I present recent results from our research group towards this grand challenge.  We have developed highly accurate techniques for reconstructing 3D meshes of human bodies from single images using transformer neural networks.  Given video input, we link these reconstructions over time by 3D tracking, thus producing “Humans in 4D” (3D in space + 1D in time).   As a fun application, we can use this capability to transfer the 3D motion of one person to another e.g. to generate a video of you performing Michael Jackson’s moonwalk or Michelle Kwan’s skating routine.

The ability to do 4D reconstruction of hands is a source of imitation learning for robotics and we show examples of reconstructing human-object interactions.  In addition to 4D reconstruction, we are also now able to recognize actions by attaching semantic labels such as “standing”, “running”, or “jumping”.  However, long range video understanding, such as the ability to follow characters’ activities and understand movie plots over periods of minutes and hours, is still quite a challenge, and even the largest vision-language models struggle on such tasks.  There has been substantial progress, but much remains to be done.

About the Speaker

Jitendra Malik is Arthur J. Chick Professor of EECS at UC Berkeley, and VP, Robotics Research at FAIR, Meta Inc.  His group has conducted research on many different topics in computer vision, computer graphics, machine learning and robotics resulting in concepts such as anisotropic diffusion, high dynamic range imaging, normalized cuts, R-CNN and rapid motor adaptation.  His publications have received eleven best paper awards, including six test of time awards – the Longuet-Higgins Prize for papers published at CVPR (three times) and the Helmholtz Prize for papers published at ICCV (three times).  He has mentored more than 80 PhD students and postdoctoral fellows, many of whom have gone on to become leading researchers at places like MIT, Berkeley, CMU, Caltech, Cornell, UIUC, UPenn, Michigan, UT Austin, Google and Meta.

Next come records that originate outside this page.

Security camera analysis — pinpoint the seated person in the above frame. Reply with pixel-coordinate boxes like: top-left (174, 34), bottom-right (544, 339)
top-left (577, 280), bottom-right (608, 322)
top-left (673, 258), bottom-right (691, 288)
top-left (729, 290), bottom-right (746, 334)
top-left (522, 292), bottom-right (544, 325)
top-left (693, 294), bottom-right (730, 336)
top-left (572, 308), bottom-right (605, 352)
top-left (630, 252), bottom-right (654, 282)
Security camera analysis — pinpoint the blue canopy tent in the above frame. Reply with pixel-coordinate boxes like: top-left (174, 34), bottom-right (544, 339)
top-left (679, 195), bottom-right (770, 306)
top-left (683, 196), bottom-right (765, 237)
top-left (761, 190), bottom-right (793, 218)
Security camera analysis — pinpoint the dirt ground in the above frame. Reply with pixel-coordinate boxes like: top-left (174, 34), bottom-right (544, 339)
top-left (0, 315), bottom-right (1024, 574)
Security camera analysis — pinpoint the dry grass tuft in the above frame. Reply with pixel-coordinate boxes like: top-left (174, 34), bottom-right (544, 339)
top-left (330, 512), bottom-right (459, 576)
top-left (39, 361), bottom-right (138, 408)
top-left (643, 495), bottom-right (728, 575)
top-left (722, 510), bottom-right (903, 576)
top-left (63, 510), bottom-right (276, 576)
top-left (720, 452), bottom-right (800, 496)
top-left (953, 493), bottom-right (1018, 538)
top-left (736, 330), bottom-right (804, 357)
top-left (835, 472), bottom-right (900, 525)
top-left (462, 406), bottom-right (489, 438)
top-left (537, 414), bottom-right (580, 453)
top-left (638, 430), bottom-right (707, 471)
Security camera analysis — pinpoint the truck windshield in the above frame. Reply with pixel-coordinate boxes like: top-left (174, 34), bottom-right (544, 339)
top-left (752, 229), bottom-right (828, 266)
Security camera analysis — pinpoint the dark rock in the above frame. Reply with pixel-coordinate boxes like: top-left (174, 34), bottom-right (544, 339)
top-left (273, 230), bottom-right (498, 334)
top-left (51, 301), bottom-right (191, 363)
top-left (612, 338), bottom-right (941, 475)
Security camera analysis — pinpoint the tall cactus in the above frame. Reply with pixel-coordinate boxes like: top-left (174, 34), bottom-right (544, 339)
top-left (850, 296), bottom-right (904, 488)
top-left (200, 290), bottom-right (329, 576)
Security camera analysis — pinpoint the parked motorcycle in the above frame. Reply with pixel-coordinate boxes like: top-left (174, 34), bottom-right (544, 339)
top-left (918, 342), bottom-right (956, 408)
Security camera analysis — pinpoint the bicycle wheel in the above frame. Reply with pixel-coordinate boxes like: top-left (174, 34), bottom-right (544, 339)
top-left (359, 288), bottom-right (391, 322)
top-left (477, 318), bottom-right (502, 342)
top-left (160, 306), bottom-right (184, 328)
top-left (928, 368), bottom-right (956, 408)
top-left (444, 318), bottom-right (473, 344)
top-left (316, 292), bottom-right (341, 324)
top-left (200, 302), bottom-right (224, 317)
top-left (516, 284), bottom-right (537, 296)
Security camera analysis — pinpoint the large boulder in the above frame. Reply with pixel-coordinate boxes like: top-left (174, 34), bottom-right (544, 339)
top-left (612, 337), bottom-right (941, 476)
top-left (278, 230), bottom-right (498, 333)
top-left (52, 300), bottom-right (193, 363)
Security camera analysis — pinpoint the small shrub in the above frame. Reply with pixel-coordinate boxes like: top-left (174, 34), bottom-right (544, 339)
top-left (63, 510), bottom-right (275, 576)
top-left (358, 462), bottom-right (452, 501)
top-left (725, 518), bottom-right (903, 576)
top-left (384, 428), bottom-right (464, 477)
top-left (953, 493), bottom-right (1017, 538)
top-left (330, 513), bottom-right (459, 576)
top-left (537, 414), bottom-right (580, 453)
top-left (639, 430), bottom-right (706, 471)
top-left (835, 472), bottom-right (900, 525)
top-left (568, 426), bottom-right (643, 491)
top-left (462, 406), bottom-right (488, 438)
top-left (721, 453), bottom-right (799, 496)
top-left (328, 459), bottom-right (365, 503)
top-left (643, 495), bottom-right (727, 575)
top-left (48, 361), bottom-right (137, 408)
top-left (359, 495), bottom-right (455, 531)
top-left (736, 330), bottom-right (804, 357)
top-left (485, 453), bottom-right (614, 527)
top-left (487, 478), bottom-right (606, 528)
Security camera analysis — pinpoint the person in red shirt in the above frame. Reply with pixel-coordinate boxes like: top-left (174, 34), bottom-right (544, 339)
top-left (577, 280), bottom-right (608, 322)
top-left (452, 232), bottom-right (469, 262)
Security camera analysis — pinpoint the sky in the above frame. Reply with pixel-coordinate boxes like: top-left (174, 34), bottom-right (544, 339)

Jitendra received the 2016 ACM/AAAI Allen Newell Award, 2018 IJCAI Award for Research Excellence in AI, and the 2019 IEEE Computer Society’s Computer Pioneer Award for “leading role in developing Computer Vision into a thriving discipline through pioneering research, leadership, and mentorship”.  He is a member of the US National Academy of Sciences, the National Academy of Engineering and Fellow, American Academy of Arts and Sciences.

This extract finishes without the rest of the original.